Ketika berbicara tentang pentingnya menjaga keseimbangan antara kepentingan duniawi dan ukhrawi, biasanya para dai tidak cukup menyitir doa sapu jagat saja: Rabbanaa aatinaa fid-dunya hasanah wa fil akhirati hasanah. Biasanya, mereka juga tak lupa membawakan Hadist popular ini: I'mal lidunyaaka kaannaka ta'iesyu abadan wa'mal liakhiratika kaannaka tamuutu ghadan, yang galibnya berarti “Beramallah kamu untuk duniamu seolah-olah kamu akan hidup abadi dan beramallah kamu untuk akhiratmu seolah-olah kamu akan mati besok pagi”. Kadang-kadang, dirangkaikan pula dengan firman Allah dalam Surat al-Qashash (28), ayat 77:“Wabtaghi fiimaa aataakallahu 'd-daaral aakhirata walaa tansanashiebaka min ad-dunya....” yang menurut terjemahan Depag diartikan,“Dan carikan pada apa yang dianugerahkan Allah kepadamu (kebahagiaan) negeri akhirat dan janganlah kamu melupakan kebahagiaan dari (kenikmatan) duniawi…”.

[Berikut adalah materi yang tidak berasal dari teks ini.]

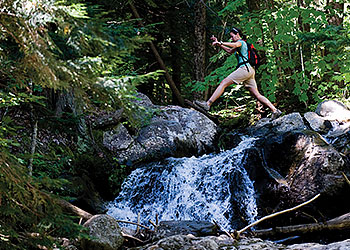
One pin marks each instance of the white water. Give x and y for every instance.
(203, 188)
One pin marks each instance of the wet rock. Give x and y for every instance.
(173, 131)
(283, 124)
(105, 234)
(190, 242)
(317, 123)
(118, 139)
(308, 164)
(333, 110)
(196, 228)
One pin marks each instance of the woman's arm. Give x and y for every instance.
(229, 47)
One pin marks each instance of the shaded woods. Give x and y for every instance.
(70, 67)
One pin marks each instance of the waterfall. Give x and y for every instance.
(197, 188)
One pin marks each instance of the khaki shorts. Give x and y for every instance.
(243, 75)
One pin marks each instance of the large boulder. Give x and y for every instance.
(172, 131)
(105, 233)
(283, 124)
(301, 164)
(333, 110)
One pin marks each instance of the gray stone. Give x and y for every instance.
(117, 139)
(316, 122)
(105, 233)
(281, 125)
(173, 131)
(333, 110)
(196, 228)
(309, 164)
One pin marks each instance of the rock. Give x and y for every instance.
(309, 165)
(105, 233)
(173, 131)
(333, 110)
(342, 245)
(190, 242)
(283, 124)
(316, 122)
(117, 139)
(196, 228)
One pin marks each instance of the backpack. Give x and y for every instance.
(253, 56)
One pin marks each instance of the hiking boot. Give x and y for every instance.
(276, 114)
(202, 104)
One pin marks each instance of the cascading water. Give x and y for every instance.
(206, 188)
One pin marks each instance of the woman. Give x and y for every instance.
(245, 73)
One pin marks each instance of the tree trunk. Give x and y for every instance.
(336, 20)
(199, 43)
(339, 223)
(160, 61)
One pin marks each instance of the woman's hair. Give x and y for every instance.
(239, 31)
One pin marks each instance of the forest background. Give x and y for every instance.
(95, 55)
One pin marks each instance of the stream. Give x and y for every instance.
(206, 188)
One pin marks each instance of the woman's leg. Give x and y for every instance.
(255, 92)
(219, 90)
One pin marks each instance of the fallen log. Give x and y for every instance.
(338, 223)
(239, 232)
(75, 210)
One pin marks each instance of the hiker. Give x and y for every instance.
(244, 73)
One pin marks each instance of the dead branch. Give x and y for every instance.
(339, 223)
(75, 210)
(275, 214)
(132, 237)
(346, 178)
(133, 223)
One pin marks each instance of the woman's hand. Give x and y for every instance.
(215, 41)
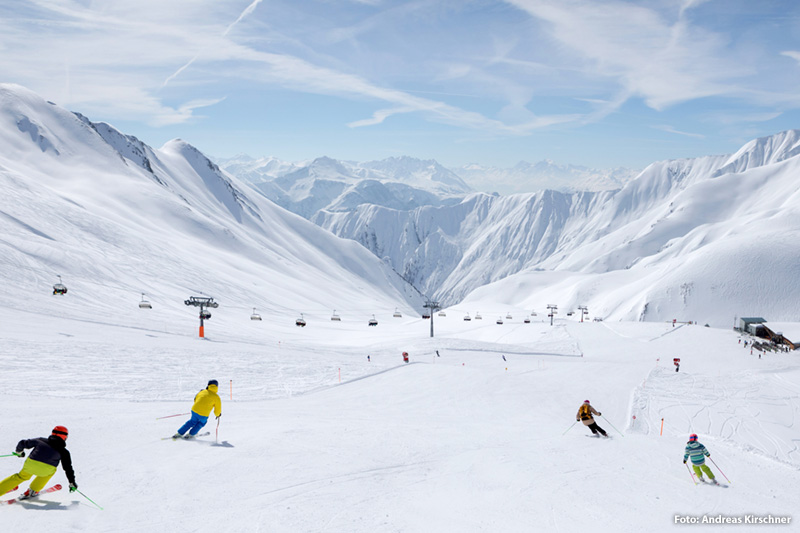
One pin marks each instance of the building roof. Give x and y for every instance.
(790, 330)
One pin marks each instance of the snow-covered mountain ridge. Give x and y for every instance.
(325, 183)
(673, 213)
(117, 218)
(695, 239)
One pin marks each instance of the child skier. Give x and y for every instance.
(698, 453)
(204, 401)
(42, 462)
(585, 413)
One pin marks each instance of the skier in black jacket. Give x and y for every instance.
(42, 462)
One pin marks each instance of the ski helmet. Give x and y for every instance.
(60, 432)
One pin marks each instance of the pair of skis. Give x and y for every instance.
(43, 491)
(205, 434)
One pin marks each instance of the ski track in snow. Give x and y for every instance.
(462, 442)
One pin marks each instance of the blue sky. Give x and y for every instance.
(587, 82)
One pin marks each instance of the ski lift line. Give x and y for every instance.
(83, 281)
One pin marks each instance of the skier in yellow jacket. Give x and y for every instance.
(204, 401)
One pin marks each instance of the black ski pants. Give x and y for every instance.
(595, 429)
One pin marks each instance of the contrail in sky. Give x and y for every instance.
(248, 10)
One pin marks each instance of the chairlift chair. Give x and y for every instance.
(59, 288)
(144, 304)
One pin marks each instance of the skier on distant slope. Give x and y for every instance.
(698, 453)
(585, 413)
(42, 462)
(204, 401)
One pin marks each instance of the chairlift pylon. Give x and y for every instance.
(144, 304)
(59, 288)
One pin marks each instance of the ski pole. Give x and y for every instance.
(88, 498)
(171, 416)
(612, 425)
(690, 473)
(720, 470)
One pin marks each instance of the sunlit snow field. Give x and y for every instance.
(314, 437)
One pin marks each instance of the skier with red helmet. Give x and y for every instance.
(698, 453)
(42, 462)
(585, 413)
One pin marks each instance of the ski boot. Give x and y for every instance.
(28, 494)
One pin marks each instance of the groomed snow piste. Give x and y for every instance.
(317, 438)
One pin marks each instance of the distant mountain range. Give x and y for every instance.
(700, 239)
(450, 246)
(527, 177)
(116, 218)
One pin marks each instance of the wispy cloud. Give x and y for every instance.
(659, 57)
(793, 54)
(670, 129)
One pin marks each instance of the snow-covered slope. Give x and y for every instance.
(315, 437)
(116, 218)
(701, 238)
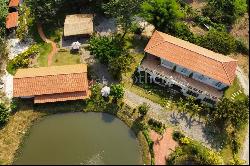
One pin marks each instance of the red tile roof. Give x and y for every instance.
(61, 97)
(193, 57)
(14, 3)
(50, 84)
(12, 20)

Umumnya orang–sebagaimana para dainya–segera memahami dalil-dalil tersebut sebagai anjuran untuk giat bekerja demi kesejahteraan di dunia dan giat beramal demi kebahagiaan di akhirat.
Kita yang umumnya–tak usah dianjurkan pun–sudah senang “beramal” untuk kesejahteraan duniawi, mendengarkan dalil-dalil ini rasanya seperti mendapat pembenar, bahkan pemacu kita untuk lebih giat lagi bekerja demi kebahagiaan duniawi kita.
Lihat dan hitunglah jam-jam kesibukan kita. Berapa persen yang untuk dunia dan berapa persen untuk yang akhirat kita? Begitu semangat–bahkan mati-matian–kita dalam bekerja untuk dunia kita, hingga kelihatan sekali kita memang beranggapan bahwa kita akan hidup abadi di dunia ini.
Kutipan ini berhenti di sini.